Most of the time Brolan felt sorry for Kathleen. Hers had been a harsh and unloving background. Her mother had pushed and pushed her father constantly, almost never being gentle or tender with the man. Kathleen often recalled how, when her father had suffered an early heart attack, she had run alongside the stretcher that the ambulance attendants carried her father on. As she ran along, her mother said, 'Well, he'll miss two weeks of work over this. I'll have to go in and run the place.' About all Kathleen's mother ever did was watch soaps, smoke Kools, drink Cokes, and talk on the phone with her girlfriends about how pretty she used to be back when she was young ('Before I met Chester') and what a limp-dick Chester was in the sack ('He doesn't even know how to fondle my breasts; it's like he's kneading dough').

It was no wonder that such a marriage had produced such a sad, confused, and angry little girl. One who had a great deal to prove to the world at large. One who had a great deal to prove to herself.

But what Kathleen couldn't seem to understand was that she was crushing Brolan, just as her mother had crushed her father.

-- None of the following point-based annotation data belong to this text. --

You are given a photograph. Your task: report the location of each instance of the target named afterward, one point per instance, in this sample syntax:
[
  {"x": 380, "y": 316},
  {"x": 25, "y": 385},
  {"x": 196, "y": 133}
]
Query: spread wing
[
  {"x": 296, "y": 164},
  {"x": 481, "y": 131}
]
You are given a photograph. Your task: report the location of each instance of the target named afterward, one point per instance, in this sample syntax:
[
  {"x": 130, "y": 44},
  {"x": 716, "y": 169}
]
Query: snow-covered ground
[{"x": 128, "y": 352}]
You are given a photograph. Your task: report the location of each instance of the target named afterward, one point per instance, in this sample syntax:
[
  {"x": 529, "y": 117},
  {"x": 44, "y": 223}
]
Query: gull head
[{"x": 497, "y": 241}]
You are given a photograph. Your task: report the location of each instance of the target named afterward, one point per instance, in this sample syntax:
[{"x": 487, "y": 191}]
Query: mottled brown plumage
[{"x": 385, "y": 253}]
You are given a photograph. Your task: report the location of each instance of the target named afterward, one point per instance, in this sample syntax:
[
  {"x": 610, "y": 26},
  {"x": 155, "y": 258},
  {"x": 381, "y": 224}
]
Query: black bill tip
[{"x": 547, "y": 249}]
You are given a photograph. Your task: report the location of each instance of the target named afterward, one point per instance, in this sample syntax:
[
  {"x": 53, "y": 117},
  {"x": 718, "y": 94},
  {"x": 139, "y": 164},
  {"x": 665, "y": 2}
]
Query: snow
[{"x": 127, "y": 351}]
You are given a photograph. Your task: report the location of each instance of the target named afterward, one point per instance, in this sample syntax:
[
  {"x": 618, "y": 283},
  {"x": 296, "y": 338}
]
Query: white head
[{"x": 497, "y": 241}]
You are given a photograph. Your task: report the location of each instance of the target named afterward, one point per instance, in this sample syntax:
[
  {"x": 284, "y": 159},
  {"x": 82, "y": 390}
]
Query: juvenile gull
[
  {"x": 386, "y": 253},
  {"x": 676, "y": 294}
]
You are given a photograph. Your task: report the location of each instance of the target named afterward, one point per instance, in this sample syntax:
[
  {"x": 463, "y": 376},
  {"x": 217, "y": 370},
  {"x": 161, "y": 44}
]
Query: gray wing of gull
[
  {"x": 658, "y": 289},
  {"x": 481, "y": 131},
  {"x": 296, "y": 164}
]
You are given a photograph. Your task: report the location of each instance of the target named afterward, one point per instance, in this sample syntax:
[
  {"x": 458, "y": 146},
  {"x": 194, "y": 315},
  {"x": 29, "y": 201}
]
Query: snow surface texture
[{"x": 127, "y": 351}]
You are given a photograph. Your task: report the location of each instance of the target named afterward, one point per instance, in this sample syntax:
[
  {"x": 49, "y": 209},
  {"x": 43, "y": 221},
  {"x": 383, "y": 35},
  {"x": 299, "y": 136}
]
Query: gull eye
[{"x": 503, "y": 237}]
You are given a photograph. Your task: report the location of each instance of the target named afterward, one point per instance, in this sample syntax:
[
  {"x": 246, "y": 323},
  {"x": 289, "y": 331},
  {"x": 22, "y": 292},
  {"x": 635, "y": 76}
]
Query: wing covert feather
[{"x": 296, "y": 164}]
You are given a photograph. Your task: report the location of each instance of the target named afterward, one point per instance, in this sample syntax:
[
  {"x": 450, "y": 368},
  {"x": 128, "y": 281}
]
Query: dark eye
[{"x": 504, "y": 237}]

Kathleen rolled over and kissed him. 'I really like you, Frank.'

'But you don't love me.'

'I-I've tried.'

'You really think we should be friends instead of lovers?'

'I really do.'

He was tired of supplication, of hearing his whining. She owed him nothing. If she chose not to have a relationship, that was her choice alone to make. He had no right to ruin her life.

He lay next to her, his eyes open.

'Need to pee,' she said. 'Be right back.'

He saw her naked backside in the faint light from the window. She was a beautiful, beautiful woman.

He wanted a cigarette, had in fact bought a pack earlier. Given the situation he was in, worrying about his health did not seem like much of a consideration.

He reached through the gauzy curtain hanging down from the canopy top and got his cigarettes. He found a package of matches next to them. The matches must have been there all along. He'd forgotten his in his sport coat. As he lighted his cigarette, he idly noted The Paramount Motel signature on the red, fancily embossed match cover.

Then he realized what he was looking at.

Kathleen, a jogging fanatic, didn't smoke.